My truck is out for the weekend so im wondering if anyone knows if it would be legal to transport a deer on top of the trunk on my car. I will be hunting in Minnesota and im unsure if this is legal or not there. 
Thanks in advance for any responses.


----------



## hunt4P&amp;Y (Sep 23, 2004)

If im not mistaken you can carry it any way you want as long as you are present. 
You could strap it on the back of your ten speed. I just woulden't drive all over with it on the back. It always looks tacky. and is fround upon by non hunters. Like those hitch haulers. Or the people who stick the heads of there deer up in the back of there trucks so everyone can see the big 16 in spread 4x4.


----------



## bandman (Feb 13, 2006)

hunt4P&Y said:


> If im not mistaken you can carry it any way you want as long as you are present.
> You could strap it on the back of your ten speed. I just woulden't drive all over with it on the back. It always looks tacky. and is fround upon by non hunters. Like those hitch haulers.
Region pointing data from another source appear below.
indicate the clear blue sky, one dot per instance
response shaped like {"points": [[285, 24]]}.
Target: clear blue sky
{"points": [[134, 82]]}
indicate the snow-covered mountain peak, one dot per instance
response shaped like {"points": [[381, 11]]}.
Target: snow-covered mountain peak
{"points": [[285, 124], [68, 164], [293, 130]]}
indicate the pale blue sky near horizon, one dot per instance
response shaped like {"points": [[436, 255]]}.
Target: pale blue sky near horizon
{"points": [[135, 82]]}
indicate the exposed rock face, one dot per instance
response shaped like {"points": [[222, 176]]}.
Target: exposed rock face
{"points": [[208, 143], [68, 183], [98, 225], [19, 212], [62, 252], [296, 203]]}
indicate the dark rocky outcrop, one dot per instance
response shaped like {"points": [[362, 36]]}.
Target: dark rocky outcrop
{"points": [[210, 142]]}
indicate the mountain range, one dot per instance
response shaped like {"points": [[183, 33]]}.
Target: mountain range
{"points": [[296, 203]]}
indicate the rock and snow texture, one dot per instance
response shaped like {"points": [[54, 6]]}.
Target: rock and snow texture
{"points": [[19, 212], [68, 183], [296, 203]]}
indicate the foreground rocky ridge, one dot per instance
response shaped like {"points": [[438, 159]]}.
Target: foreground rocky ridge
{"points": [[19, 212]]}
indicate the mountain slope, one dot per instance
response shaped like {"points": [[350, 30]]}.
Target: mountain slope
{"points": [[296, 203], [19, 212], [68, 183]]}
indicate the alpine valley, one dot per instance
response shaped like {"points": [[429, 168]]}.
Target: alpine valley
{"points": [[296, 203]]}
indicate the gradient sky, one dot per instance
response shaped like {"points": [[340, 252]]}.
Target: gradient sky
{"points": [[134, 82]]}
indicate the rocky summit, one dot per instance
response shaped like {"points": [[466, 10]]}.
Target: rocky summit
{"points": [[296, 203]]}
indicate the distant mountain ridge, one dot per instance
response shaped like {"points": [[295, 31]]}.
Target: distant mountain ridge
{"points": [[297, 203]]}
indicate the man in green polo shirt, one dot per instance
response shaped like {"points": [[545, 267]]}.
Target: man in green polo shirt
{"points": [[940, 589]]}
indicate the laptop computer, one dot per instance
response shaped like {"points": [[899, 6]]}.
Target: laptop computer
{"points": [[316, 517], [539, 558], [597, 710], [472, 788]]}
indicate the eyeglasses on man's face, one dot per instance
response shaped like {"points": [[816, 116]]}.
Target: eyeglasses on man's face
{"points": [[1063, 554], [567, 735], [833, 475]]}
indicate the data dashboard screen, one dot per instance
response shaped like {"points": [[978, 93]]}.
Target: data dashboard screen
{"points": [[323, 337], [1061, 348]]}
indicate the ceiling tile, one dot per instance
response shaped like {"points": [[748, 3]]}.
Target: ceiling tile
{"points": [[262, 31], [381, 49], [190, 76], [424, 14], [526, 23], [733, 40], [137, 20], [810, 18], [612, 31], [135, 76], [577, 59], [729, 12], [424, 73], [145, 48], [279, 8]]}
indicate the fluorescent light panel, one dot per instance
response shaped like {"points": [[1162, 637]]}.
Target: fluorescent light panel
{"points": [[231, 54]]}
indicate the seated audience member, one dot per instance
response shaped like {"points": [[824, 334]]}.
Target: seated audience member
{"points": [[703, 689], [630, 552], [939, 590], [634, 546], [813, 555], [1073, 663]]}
Or the people who stick the heads of there deer up in the back of there trucks so everyone can see the big 16 in spread 4x4.


i would sure hate to be "fround" upon, hell i "woulden't" even wanna look like my grammar puts me back in the second grade! lol, i just had to.


----------



## Turner (Oct 7, 2005)

debone it and put it in a 56 quart cooler in the trunk and be done with it. should take you about 30 minutes


----------